My point was that things get worse steadily at a pretty slow rate, day over day, and then occasionally there are big shifts for the better (or for the worse), generally in the form of legal decisions or major tech changes. The overall trend might even be net positive (especially for women/minorities in the US over the past 100 years, if not white males).
There's not a monotonically nondecreasing level of freedom, though.
It's like 100 98 98 97 96 130 (ITAR limited) 125 120 120 119 90 (Patriot) 89 88 140 (default to HTTPS) 135 135 133 etc.
"There's not a monotonically nondecreasing level of freedom, though."
Well, if we do nothing but maintain the current level of freedom, we're doing pretty well, historically speaking.
That said, I don't think we're on a downward slope at all -- that's just techno-nerd catastrophic thinking. The problem is that technology races forward and allows new forms of communication, our sense of entitlement increases, as does the power of anyone (governmental or private) to be intrusive. It's a constant battle against change itself, not necessarily against the surveillance state.
For example, the supreme court said that phone call metadata was collectable without a warrant in the 70s. The fact that Reddit just became aware of this fact is not a fundamental change in reality, or an example of things getting worse -- it's just an indication of how technology has changed this generation's expectations of what "privacy" means.
You can't deny that CALEA, PATRIOT, FAA, the NDAA, CIA's black site and gitmo programs, drone warfare, drone warfare against US citizens overseas, etc. weren't steps back.
While ssh replacing rsh, SSL-by-default, no crypto export restrictions for (almost all) commercial software, certain legal decisions (mainly in the 9th), etc. were steps forward. This is all independent of what reddit/hn people generally know about the situation.

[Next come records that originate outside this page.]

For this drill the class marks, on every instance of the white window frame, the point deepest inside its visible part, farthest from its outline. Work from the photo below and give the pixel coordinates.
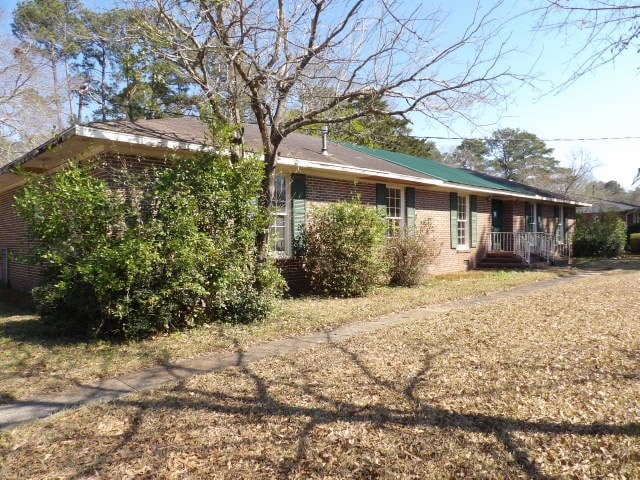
(402, 218)
(467, 223)
(534, 217)
(286, 214)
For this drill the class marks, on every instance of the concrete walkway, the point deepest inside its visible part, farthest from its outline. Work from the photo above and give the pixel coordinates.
(23, 411)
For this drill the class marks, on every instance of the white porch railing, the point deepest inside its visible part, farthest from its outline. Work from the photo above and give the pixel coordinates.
(545, 246)
(4, 267)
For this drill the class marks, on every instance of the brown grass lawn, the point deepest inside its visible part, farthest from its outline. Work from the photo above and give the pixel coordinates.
(545, 386)
(32, 360)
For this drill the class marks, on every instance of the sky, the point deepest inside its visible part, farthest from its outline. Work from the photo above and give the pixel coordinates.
(602, 104)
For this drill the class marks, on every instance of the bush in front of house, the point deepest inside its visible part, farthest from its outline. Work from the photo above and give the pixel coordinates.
(634, 242)
(603, 235)
(157, 253)
(409, 253)
(344, 244)
(633, 229)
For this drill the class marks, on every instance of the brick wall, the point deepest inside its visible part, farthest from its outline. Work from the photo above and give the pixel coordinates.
(429, 205)
(435, 206)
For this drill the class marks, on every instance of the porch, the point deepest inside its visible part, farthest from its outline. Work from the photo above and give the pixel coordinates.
(525, 249)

"auto-updating" client software and the cloud have advantages and disadvantages at the same time.
"You can't deny that CALEA, PATRIOT, FAA, the NDAA, CIA's black site and gitmo programs, drone warfare, drone warfare against US citizens overseas, etc. weren't steps back."
I can't? Most of those things don't affect US citizens. Drone warfare arguably saves lives (you'd rather that we send soliders to do the same things?). The other things present vague, hypothetical risks (when they present risks at all), and tangible, quantifiable benefits.
Look, I'm not saying that I agree with everything that's in the Patriot Act, or that I think that the US government should have a blank check to bomb citizens via remote-controlled helicopter. But when you look at the actual risks to citizens, you find that they're pretty theoretical. The people who are objecting the loudest usually have the least reason to object (which is, ironically, part of the problem -- organizations like the ACLU have traditionally had a very tough time proving harms to citizens, and as a result, their lawsuits keep getting tossed).
But if you're going to push me to be the devil's advocate, I can quite comfortably go to the argument I made before: we don't have cars blowing up (or people walking into cafes with bombs strapped to their chests) in our cities on a regular basis, and we manage to achieve that level of safety without needing the intrusiveness of the security state of even a "reasonable", western democracy like Israel. Empirically, then, we're doing OK. A lot of the teeth-gnashing going on here is breathless exaggeration from people who have such peaceful lives that they have literally nothing better to worry about.
When did we ever have cars blowing up on a regular basis. I get your point about general life in America being OK, but that is only because many people turn a blind eye to the evils that our government is doing in our name that work against us in the longer view.
There are short-term benefits that you're talking about, but long-term costs that you seem to be ignoring as well.
There's not a monotonically nondecreasing level of freedom, though.
It's like 100 98 98 97 96 130 (ITAR limited) 125 120 120 119 90 (Patriot) 89 88 140 (default to HTTPS) 135 135 133 etc.